Le rôle d’universitaires comme le Pr Laurent Licata, dans ce dialogue, illustre l’importance de créer des ponts entre les différentes positions pour passer au-dessus de l’incompréhension et mettre en place un espace de dialogue respectueux, ouvert aux critiques, mais tout en restant conscient des impacts identitaires profonds que ces changements impliqueront. Il est crucial de promouvoir des outils pédagogiques et une éducation historique plus inclusive qui rendent visible l’histoire coloniale belge, pour que les nouvelles générations puissent mieux appréhender les enjeux actuels. Finalement, étant donné que les traditions représenteraient un ancrage culturel fort pour certains, elles ne doivent pas se soustraire aux exigences d’une société plurielle. Ce débat, loin d’être clos, pose les jalons d’un renouveau culturel qui, en s’ouvrant davantage aux réalités multiculturelles, pourrait enrichir l’identité belge en incluant celles et ceux qui en ont été exclus.
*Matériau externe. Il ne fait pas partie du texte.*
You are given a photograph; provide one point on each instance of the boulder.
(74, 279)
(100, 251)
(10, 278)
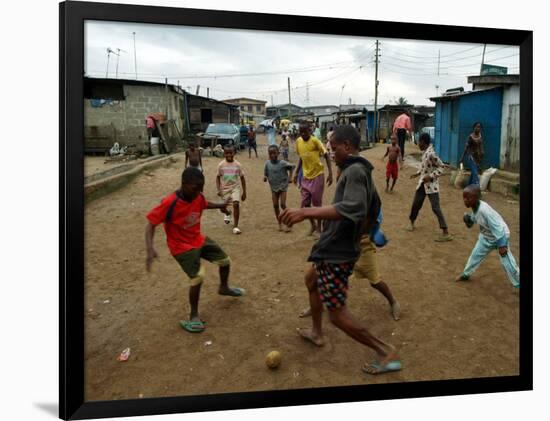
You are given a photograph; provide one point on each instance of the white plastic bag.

[1] Laurent Licata, professeur en psychologie sociale et interculturelle à l’Université libre de Bruxelles (ULB), entretien personnel avec l’auteur, 30 septembre 2024
[2] Mouhad Reghif, membre fondateur et porte-parole de Bruxelles Panthères, entretien personnel avec l’auteur, 6 octobre 2024
[3] Euractiv. (2024, 14 novembre). Le Premier ministre belge réagit au controversé carnaval d’Aalst. Euractiv France
[4] Harlan, C. (2019, 20 août). A Belgian festival has long featured savage blackface. Is it time for the U.N. to stop honoring it? The Washington Post.